The Advanced Electron Microscopy Characterisation of Oxide Materials at the Atomic Level for Energy Storage and Conversion Technologies

Abstract

At the forefront of the challenges faced by modern-day society is the growing demand for clean and renewable energy sources. This challenge has been met by a surge in research activities on the development of electrochemical energy storage and conversion technologies, that can be deemed competitive with both the cost and performance of fossil fuels. The success of such research endeavours is heavily reliant on a thorough understanding of the materials involved, which goes hand in hand with the desire to control materials at the atomic level, in order to successfully achieve the tailoring of their physical, chemical, and electronic properties. Advanced characterisation methods based on electron microscopy possess the ability to link across multiple length and complexity scales, bridging the gap between material properties and their atomic structure.

The aim of this work is to develop a deep understanding of the role that electron microscopy and related spectroscopic techniques play in the design, development, and optimisation of materials for energy storage and conversion technologies. In doing so, this thesis focuses on the synthesis and characterisation of three different metal oxide systems; BaMnO3, BaTixMn1-xO3, and WO3. The affordable cost and versatility of metal oxide materials make them ideal for the innovative materials engineering required for real-world energy applications.

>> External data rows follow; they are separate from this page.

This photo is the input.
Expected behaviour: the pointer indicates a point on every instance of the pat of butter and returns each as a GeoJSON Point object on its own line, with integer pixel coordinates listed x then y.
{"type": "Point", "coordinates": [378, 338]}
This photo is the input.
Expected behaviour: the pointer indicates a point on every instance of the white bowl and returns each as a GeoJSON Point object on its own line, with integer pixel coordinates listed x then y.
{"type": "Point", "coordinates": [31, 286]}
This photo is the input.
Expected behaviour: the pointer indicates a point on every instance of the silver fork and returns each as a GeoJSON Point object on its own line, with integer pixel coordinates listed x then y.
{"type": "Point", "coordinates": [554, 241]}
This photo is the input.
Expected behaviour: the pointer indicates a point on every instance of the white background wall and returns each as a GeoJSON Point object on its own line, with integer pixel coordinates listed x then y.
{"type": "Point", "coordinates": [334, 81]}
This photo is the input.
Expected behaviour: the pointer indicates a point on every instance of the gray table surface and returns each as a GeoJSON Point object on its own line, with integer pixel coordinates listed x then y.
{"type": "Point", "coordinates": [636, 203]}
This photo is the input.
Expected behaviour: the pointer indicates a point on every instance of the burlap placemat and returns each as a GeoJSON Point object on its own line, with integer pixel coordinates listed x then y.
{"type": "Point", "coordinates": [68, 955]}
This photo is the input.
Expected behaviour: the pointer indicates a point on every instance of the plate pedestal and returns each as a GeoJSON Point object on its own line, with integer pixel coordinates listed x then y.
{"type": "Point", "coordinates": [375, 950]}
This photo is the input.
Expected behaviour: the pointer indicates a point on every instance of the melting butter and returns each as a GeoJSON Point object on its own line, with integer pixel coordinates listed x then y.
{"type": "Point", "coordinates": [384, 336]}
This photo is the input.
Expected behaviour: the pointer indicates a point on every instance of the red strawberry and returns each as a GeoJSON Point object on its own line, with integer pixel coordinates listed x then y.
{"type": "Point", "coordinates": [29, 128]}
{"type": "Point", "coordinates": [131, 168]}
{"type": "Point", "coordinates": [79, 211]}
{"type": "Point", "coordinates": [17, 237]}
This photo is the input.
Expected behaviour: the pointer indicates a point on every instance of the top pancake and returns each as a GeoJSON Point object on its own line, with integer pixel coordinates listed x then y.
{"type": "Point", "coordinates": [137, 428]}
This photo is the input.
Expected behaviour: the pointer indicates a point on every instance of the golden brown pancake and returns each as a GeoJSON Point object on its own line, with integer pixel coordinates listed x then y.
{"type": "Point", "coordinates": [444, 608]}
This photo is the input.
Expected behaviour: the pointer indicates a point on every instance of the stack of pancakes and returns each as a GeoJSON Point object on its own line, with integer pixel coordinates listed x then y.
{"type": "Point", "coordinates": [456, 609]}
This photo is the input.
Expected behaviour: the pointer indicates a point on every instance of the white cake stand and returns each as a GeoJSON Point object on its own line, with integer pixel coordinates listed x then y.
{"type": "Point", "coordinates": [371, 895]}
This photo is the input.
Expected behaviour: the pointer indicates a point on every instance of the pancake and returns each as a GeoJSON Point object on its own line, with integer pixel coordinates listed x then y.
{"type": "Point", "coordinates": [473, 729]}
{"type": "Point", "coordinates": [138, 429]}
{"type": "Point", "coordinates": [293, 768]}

By targeting the replacement of platinum (Pt)-based electrocatalysts in fuel cell technologies, whose high cost limit their widespread use, phase pure hexagonal BaMnO3 rods are synthesised via a simple low-temperature molten salt method. Atomic resolution imaging, in combination with electron energy loss spectroscopy (EELS), reveals the presence of an amorphous layer at the surface of BaMnO3 rods, consisting of reduced Mn states. Such states are identified as Mn3+, and found to be the source of activity in the BaMnO3 perovskite system. As an extension of this, this thesis presents the dielectric engineering of BaMnO3, enabling the otherwise inaccessible heterogeneous nucleation of Pt nanoparticles at its surface. Using Ti-doping of the B-site cation, Pt-BaTi0.5Mn0.5O3 hybrid electrocatalysts are formed. BaTi0.5Mn0.5O3 loaded with 1% Pt displays superior electrocatalytic performance when compared with higher weight loading regimes, due to the nucleation of smaller and better dispersed Pt nanoparticles on BaTi0.5Mn0.5O3.

Switching from energy conversion to energy storage technologies, this thesis presents the formation of several WO3 phases for comparison as supercapacitor electrodes. By controlling the annealing temperature, phase selection is demonstrated. Further to this, atomic resolution imaging, in combination with electrochemical measurements, relates the structural motifs exhibited by the WO3 system to the corresponding electrochemical performance and charge storage mechanism.

Through the materials characterised in this thesis, I hope that the concepts demonstrated will pave the way for the role advanced electron microscopy techniques can, and must, play in the development of high-performing and practically-relevant energy storage and conversion technologies.